That is the NoDevice error code. Something in your CUDA installation is broken.

Got it to work finally. When I change gpuAssert to cutilSafeCall I saw that no cuda device was available. I restarted X and everything compile and ran as expected for both emulation and release. I also modify the program to do what I want and it works also.

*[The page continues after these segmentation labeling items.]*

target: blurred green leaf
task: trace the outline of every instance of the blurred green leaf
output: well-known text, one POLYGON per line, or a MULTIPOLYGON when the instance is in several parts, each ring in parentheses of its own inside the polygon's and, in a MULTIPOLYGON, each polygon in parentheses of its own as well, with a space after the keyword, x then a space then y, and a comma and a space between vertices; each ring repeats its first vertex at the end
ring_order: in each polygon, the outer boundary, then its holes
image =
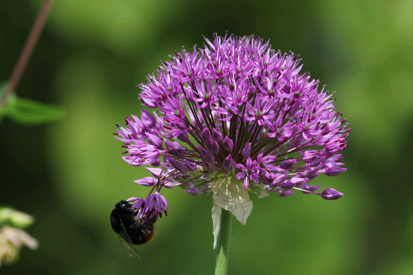
MULTIPOLYGON (((6 87, 7 87, 7 82, 6 81, 0 83, 0 99, 2 97, 3 93, 6 90, 6 87)), ((6 114, 5 110, 6 108, 2 108, 0 107, 0 121, 1 121, 2 118, 3 118, 3 117, 6 114)))
POLYGON ((64 116, 64 108, 26 99, 10 96, 6 108, 7 115, 24 125, 39 125, 58 120, 64 116))
POLYGON ((8 223, 24 228, 34 222, 33 216, 12 208, 0 207, 0 225, 8 223))
MULTIPOLYGON (((7 82, 0 83, 0 98, 7 87, 7 82)), ((64 116, 64 108, 57 105, 39 102, 12 94, 5 106, 0 108, 0 120, 7 116, 23 125, 39 125, 56 121, 64 116)))

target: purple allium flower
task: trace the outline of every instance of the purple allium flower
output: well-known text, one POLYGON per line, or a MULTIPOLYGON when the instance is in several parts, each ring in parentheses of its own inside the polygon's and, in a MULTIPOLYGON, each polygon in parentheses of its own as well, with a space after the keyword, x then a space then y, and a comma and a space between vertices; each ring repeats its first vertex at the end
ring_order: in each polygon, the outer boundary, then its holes
POLYGON ((269 41, 226 35, 205 41, 204 49, 175 51, 148 75, 140 98, 152 110, 125 118, 126 128, 117 125, 115 137, 129 154, 123 159, 159 167, 147 168, 156 179, 135 181, 153 186, 145 200, 135 198, 138 218, 157 219, 167 209, 164 186, 195 195, 211 191, 214 235, 222 208, 245 223, 249 192, 341 197, 307 184, 346 170, 339 153, 351 129, 335 110, 335 92, 300 74, 298 56, 271 49, 269 41))

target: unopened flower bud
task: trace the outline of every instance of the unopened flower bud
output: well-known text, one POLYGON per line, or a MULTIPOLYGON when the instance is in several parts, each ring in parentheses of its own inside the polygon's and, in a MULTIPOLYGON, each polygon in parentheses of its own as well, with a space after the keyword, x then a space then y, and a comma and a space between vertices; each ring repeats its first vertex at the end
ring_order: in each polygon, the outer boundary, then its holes
POLYGON ((209 148, 209 150, 213 154, 218 153, 218 152, 219 152, 219 146, 218 146, 218 143, 216 143, 216 141, 214 141, 212 142, 212 144, 209 148))
MULTIPOLYGON (((304 190, 307 190, 307 191, 313 192, 314 191, 320 190, 320 188, 321 187, 321 185, 310 185, 309 184, 304 184, 300 188, 302 189, 304 189, 304 190)), ((305 192, 303 192, 303 193, 304 194, 309 194, 309 193, 305 192)))
POLYGON ((222 140, 222 134, 219 132, 219 129, 217 128, 212 129, 212 139, 217 142, 222 140))
POLYGON ((200 146, 197 146, 198 151, 199 153, 199 156, 202 160, 206 159, 206 150, 202 148, 200 146))
POLYGON ((224 175, 229 175, 231 172, 235 170, 236 165, 237 163, 233 160, 232 157, 230 154, 222 163, 221 172, 224 175))
POLYGON ((295 183, 293 183, 291 182, 291 181, 287 179, 284 181, 284 182, 281 183, 281 185, 280 186, 280 187, 281 188, 281 189, 284 190, 291 190, 292 189, 292 188, 295 186, 295 183))
POLYGON ((325 200, 333 200, 339 199, 344 195, 342 193, 340 193, 335 189, 332 188, 326 189, 321 192, 321 197, 325 200))
POLYGON ((150 144, 153 145, 158 149, 162 149, 162 140, 154 135, 145 132, 146 139, 150 144))
POLYGON ((204 144, 207 147, 210 147, 212 145, 212 139, 211 137, 211 133, 208 129, 204 129, 201 132, 201 137, 204 141, 204 144))
POLYGON ((317 150, 307 150, 303 154, 302 159, 304 162, 308 163, 315 160, 319 154, 317 150))
POLYGON ((242 149, 242 151, 241 154, 242 155, 244 158, 247 158, 249 156, 249 154, 251 153, 251 143, 247 142, 245 145, 245 147, 242 149))
POLYGON ((144 186, 153 186, 158 181, 158 180, 151 176, 147 176, 140 179, 133 181, 135 183, 138 183, 144 186))
POLYGON ((345 172, 347 168, 343 168, 331 163, 327 163, 323 170, 323 173, 329 176, 334 176, 345 172))
POLYGON ((145 109, 140 109, 140 119, 142 123, 146 127, 152 128, 155 127, 156 120, 154 116, 145 109))
POLYGON ((290 190, 289 191, 280 190, 278 193, 280 194, 280 196, 281 197, 287 197, 288 196, 290 196, 293 194, 295 193, 295 192, 292 190, 290 190))
POLYGON ((228 137, 228 136, 225 136, 225 138, 224 139, 222 144, 223 145, 225 150, 230 151, 232 151, 233 148, 234 148, 234 142, 232 141, 232 139, 228 137))
POLYGON ((206 161, 211 164, 215 162, 215 157, 209 150, 206 150, 206 161))
POLYGON ((188 141, 188 135, 187 135, 185 133, 183 133, 179 136, 176 137, 176 138, 183 142, 187 142, 188 141))
POLYGON ((196 163, 192 161, 188 161, 186 160, 184 160, 183 161, 186 165, 186 167, 188 167, 188 170, 190 172, 195 172, 197 171, 196 163))
POLYGON ((285 170, 290 170, 297 163, 297 161, 295 160, 285 160, 280 164, 280 167, 285 170))
POLYGON ((170 160, 169 163, 172 165, 173 168, 179 171, 182 174, 188 174, 188 168, 183 162, 176 160, 170 160))

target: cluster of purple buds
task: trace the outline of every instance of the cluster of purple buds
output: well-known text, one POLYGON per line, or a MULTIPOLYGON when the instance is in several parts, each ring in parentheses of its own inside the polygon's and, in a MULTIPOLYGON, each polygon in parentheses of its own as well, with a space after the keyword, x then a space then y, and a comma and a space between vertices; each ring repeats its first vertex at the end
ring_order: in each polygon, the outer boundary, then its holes
POLYGON ((129 200, 138 218, 166 214, 163 187, 195 195, 212 191, 221 207, 215 217, 223 208, 243 223, 252 207, 249 192, 342 197, 307 184, 322 173, 347 170, 339 153, 351 129, 335 110, 335 92, 319 90, 318 80, 299 74, 298 56, 276 52, 269 41, 226 35, 205 41, 203 49, 175 51, 148 74, 139 85, 147 108, 114 133, 128 163, 158 167, 146 167, 154 177, 135 181, 152 187, 144 200, 129 200))

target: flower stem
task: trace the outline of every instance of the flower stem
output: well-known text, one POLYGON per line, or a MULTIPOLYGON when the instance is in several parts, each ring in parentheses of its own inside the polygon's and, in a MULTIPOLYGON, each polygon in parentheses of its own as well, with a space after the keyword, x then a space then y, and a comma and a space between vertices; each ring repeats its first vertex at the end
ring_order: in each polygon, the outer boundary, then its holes
POLYGON ((218 235, 218 244, 217 246, 215 275, 226 275, 227 274, 228 258, 230 254, 232 216, 232 213, 230 212, 222 209, 219 234, 218 235))
POLYGON ((14 92, 19 83, 19 81, 39 38, 39 35, 43 28, 45 21, 47 18, 47 14, 49 13, 49 10, 53 1, 53 0, 44 0, 43 2, 42 7, 37 14, 36 20, 31 27, 27 40, 26 40, 26 44, 24 44, 21 53, 12 73, 7 87, 1 98, 0 98, 0 108, 6 103, 9 96, 14 92))

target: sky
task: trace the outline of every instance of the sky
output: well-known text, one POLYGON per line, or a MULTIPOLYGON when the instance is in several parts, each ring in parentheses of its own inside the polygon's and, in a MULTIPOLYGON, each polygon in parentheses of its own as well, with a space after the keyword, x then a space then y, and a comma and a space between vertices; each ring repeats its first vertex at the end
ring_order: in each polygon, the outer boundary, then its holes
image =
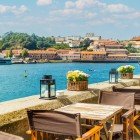
POLYGON ((140 36, 140 0, 0 0, 0 35, 140 36))

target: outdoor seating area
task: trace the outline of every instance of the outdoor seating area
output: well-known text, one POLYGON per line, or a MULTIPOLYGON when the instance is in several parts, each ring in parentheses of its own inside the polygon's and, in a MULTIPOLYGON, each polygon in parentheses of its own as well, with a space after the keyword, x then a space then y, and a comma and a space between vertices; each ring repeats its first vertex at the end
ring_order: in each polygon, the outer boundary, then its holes
POLYGON ((23 140, 23 138, 0 131, 0 140, 23 140))
POLYGON ((28 110, 27 134, 31 140, 134 140, 134 132, 139 135, 135 120, 140 115, 135 97, 134 91, 101 91, 98 104, 75 103, 53 111, 28 110))

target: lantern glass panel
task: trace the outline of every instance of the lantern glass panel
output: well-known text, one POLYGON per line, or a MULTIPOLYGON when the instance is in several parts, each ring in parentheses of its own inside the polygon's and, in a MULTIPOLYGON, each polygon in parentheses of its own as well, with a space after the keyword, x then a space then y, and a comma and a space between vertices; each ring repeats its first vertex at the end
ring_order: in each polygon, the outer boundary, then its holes
POLYGON ((115 76, 114 73, 110 75, 110 82, 111 83, 115 83, 116 82, 116 76, 115 76))
POLYGON ((41 98, 48 98, 48 85, 41 83, 41 98))
POLYGON ((51 96, 54 97, 56 92, 55 92, 55 85, 50 85, 50 93, 51 93, 51 96))
POLYGON ((110 83, 117 83, 118 82, 118 72, 116 69, 111 69, 109 72, 109 82, 110 83))

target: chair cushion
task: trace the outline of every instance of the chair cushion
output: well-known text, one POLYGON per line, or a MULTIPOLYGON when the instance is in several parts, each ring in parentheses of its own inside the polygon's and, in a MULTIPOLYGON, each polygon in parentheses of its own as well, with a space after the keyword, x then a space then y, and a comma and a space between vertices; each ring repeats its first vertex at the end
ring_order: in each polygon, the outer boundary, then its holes
MULTIPOLYGON (((109 130, 110 132, 111 130, 109 130)), ((115 124, 113 129, 113 134, 122 133, 123 132, 123 124, 115 124)))

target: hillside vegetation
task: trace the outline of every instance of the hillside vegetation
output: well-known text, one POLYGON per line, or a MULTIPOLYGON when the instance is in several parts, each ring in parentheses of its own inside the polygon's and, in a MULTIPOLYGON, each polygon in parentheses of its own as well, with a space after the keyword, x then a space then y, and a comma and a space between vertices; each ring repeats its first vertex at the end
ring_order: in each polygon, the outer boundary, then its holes
POLYGON ((2 36, 0 40, 0 49, 17 49, 26 48, 33 49, 45 49, 55 45, 54 38, 51 37, 39 37, 35 34, 28 35, 26 33, 13 33, 8 32, 2 36))

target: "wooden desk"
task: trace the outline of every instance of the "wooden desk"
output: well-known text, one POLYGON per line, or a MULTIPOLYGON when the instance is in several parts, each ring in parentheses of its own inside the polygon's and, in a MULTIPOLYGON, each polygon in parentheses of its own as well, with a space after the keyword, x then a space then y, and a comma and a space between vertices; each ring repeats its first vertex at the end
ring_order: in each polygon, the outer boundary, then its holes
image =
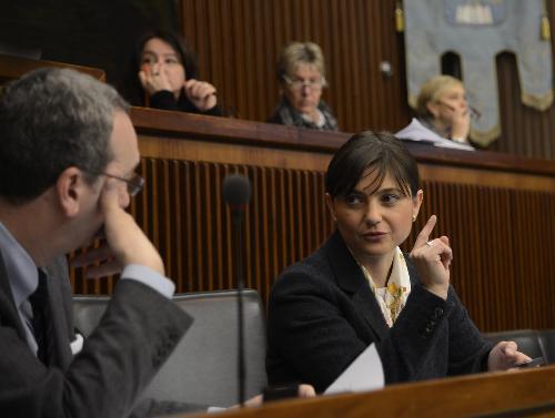
MULTIPOLYGON (((252 182, 244 274, 263 299, 279 273, 332 231, 324 172, 347 134, 142 108, 131 115, 147 177, 132 213, 161 249, 178 292, 234 287, 221 197, 229 172, 252 182)), ((555 162, 407 146, 424 188, 408 241, 437 214, 436 233, 448 235, 454 249, 452 283, 478 327, 555 327, 555 162)), ((111 281, 75 281, 78 293, 111 288, 111 281)))
MULTIPOLYGON (((393 385, 365 392, 295 399, 226 411, 222 418, 553 417, 555 366, 517 373, 393 385)), ((213 415, 195 415, 194 417, 213 415)), ((178 416, 172 416, 178 417, 178 416)), ((189 417, 189 416, 188 416, 189 417)))

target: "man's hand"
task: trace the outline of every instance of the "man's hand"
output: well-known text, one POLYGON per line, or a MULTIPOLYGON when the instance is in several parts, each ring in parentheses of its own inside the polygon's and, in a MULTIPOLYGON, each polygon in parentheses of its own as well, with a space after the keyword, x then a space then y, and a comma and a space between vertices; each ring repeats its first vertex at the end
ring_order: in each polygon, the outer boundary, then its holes
POLYGON ((104 214, 105 244, 75 257, 73 266, 85 267, 88 278, 121 273, 129 264, 150 267, 163 276, 164 265, 160 254, 133 217, 123 210, 120 194, 117 181, 104 183, 100 207, 104 214))

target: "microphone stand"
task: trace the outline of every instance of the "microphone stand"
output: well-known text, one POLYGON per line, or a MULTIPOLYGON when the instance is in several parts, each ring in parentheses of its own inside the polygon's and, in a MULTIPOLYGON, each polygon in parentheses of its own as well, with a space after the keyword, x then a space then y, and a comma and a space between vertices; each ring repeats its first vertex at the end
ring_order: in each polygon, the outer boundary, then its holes
POLYGON ((238 283, 238 379, 239 405, 245 401, 245 353, 244 353, 244 313, 243 313, 243 211, 251 198, 249 177, 241 174, 230 174, 223 180, 223 200, 230 205, 233 232, 235 237, 235 274, 238 283))
POLYGON ((238 379, 239 379, 239 405, 244 406, 245 401, 245 355, 244 355, 244 313, 243 313, 243 207, 232 207, 233 230, 235 235, 235 274, 238 282, 238 379))

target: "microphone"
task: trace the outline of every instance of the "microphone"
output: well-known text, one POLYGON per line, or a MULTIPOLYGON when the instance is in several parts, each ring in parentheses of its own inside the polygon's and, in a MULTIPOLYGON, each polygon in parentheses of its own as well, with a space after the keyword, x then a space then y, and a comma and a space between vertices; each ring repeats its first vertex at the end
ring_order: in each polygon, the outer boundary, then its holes
POLYGON ((251 200, 251 182, 241 174, 230 174, 223 180, 223 201, 230 205, 233 233, 236 245, 234 246, 235 275, 238 283, 238 380, 239 405, 245 401, 245 354, 243 327, 243 212, 251 200))

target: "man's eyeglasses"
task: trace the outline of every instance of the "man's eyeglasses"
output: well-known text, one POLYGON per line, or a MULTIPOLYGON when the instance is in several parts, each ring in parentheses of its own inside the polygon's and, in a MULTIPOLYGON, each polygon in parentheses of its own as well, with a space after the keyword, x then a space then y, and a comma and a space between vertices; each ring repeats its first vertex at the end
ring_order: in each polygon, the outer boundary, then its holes
POLYGON ((283 75, 283 80, 293 90, 302 90, 304 86, 310 90, 320 90, 327 85, 324 78, 320 80, 291 80, 287 75, 283 75))
POLYGON ((99 173, 98 175, 105 175, 107 177, 119 180, 120 182, 125 182, 125 184, 128 185, 128 193, 131 197, 137 196, 144 186, 144 179, 137 173, 133 174, 131 179, 124 179, 109 173, 99 173))

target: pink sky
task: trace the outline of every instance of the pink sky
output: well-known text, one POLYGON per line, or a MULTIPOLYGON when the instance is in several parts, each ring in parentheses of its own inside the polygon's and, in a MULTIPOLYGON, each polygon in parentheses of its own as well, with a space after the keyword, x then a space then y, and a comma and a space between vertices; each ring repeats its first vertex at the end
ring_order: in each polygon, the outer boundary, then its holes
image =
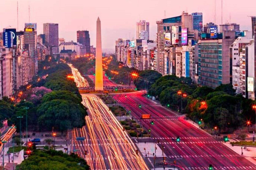
MULTIPOLYGON (((29 22, 37 23, 38 34, 43 33, 43 24, 59 24, 59 37, 76 41, 76 31, 89 31, 91 44, 96 44, 96 21, 101 21, 103 50, 114 51, 118 38, 135 37, 135 23, 150 22, 150 38, 155 40, 156 21, 180 15, 183 11, 203 13, 204 24, 214 21, 215 0, 18 0, 19 28, 29 22), (180 2, 181 3, 179 3, 180 2)), ((0 29, 17 28, 17 0, 0 0, 0 29)), ((216 23, 221 22, 221 0, 216 0, 216 23)), ((256 15, 256 0, 223 0, 223 23, 230 20, 240 24, 241 30, 251 29, 250 18, 256 15), (244 5, 244 6, 242 5, 244 5)))

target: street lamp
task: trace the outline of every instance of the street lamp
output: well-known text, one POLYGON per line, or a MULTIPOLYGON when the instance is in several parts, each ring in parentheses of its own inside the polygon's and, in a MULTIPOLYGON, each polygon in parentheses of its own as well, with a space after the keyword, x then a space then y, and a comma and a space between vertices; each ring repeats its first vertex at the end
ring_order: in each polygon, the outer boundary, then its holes
POLYGON ((26 142, 28 143, 28 110, 29 108, 25 107, 23 109, 26 110, 26 142))
POLYGON ((21 150, 21 119, 23 116, 18 116, 17 119, 20 119, 20 150, 21 150))
MULTIPOLYGON (((252 106, 252 108, 253 109, 255 110, 255 133, 256 133, 256 105, 254 105, 252 106)), ((254 137, 254 134, 255 134, 255 133, 253 133, 253 142, 254 142, 254 141, 255 141, 255 138, 254 137)))
POLYGON ((54 140, 54 146, 53 147, 53 149, 55 149, 55 136, 56 136, 56 133, 54 132, 52 133, 52 136, 53 136, 53 140, 54 140))

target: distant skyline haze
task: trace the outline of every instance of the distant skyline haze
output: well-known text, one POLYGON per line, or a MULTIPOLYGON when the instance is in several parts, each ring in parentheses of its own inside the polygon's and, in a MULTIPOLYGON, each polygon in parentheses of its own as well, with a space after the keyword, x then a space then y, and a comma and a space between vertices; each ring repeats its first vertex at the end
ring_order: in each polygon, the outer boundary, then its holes
MULTIPOLYGON (((89 31, 91 44, 96 46, 96 25, 99 17, 101 21, 102 48, 104 52, 114 52, 118 38, 135 38, 136 22, 145 20, 150 23, 150 38, 155 40, 156 22, 180 15, 182 11, 189 14, 202 12, 203 24, 214 22, 215 0, 2 0, 0 15, 1 31, 9 26, 17 27, 17 1, 18 2, 19 31, 24 24, 37 24, 37 34, 43 34, 43 24, 59 24, 59 37, 66 41, 76 42, 76 31, 89 31), (179 4, 180 2, 181 3, 179 4)), ((221 0, 216 0, 216 22, 221 24, 221 0)), ((241 30, 251 31, 251 18, 256 16, 256 1, 223 0, 223 23, 235 23, 241 30)))

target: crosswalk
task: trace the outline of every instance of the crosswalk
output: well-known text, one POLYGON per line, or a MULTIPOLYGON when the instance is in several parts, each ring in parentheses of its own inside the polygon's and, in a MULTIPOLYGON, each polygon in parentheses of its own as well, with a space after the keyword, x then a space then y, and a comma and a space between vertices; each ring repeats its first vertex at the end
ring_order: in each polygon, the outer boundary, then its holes
MULTIPOLYGON (((184 168, 186 170, 205 170, 208 169, 209 167, 186 167, 184 168)), ((219 170, 239 170, 243 169, 255 170, 256 166, 217 166, 214 167, 214 169, 219 170)))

I can assign values to the array ad[idx][0]. Back to regular programming I guess.
Thank you very much for your help.

This is something similar I want to do:

[codebox]#include <assert.h>

#include <stdio.h>

#include <cuda_runtime.h>

#include <cutil_inline.h>

#ifndef gpuAssert

#include <stdio.h>

#define gpuAssert( condition ) {if( (condition) != 0 ) { fprintf( stderr, “\n FAILURE %d in %s, line %d\n”, condition, FILE, LINE );exit( 1 );}}

#endif

#define _DSIZE 4

device float ***ad;

global void testkernel2(float *d)

{

unsigned int idx = threadIdx.x + blockDim.x*blockIdx.x + 1 ;

ad[idx][idx][idx] = 23.0*idx;                                       //        this is what I need to do  

d[idx] = ad[idx][idx][idx];                                          //          in my kernel         

}

int main()

{

int device = 0;

cudaSetDevice(device);

float  *d ,*_d;

float ***_a;                                     //  3D arrays           can I allocate with malloc  .....       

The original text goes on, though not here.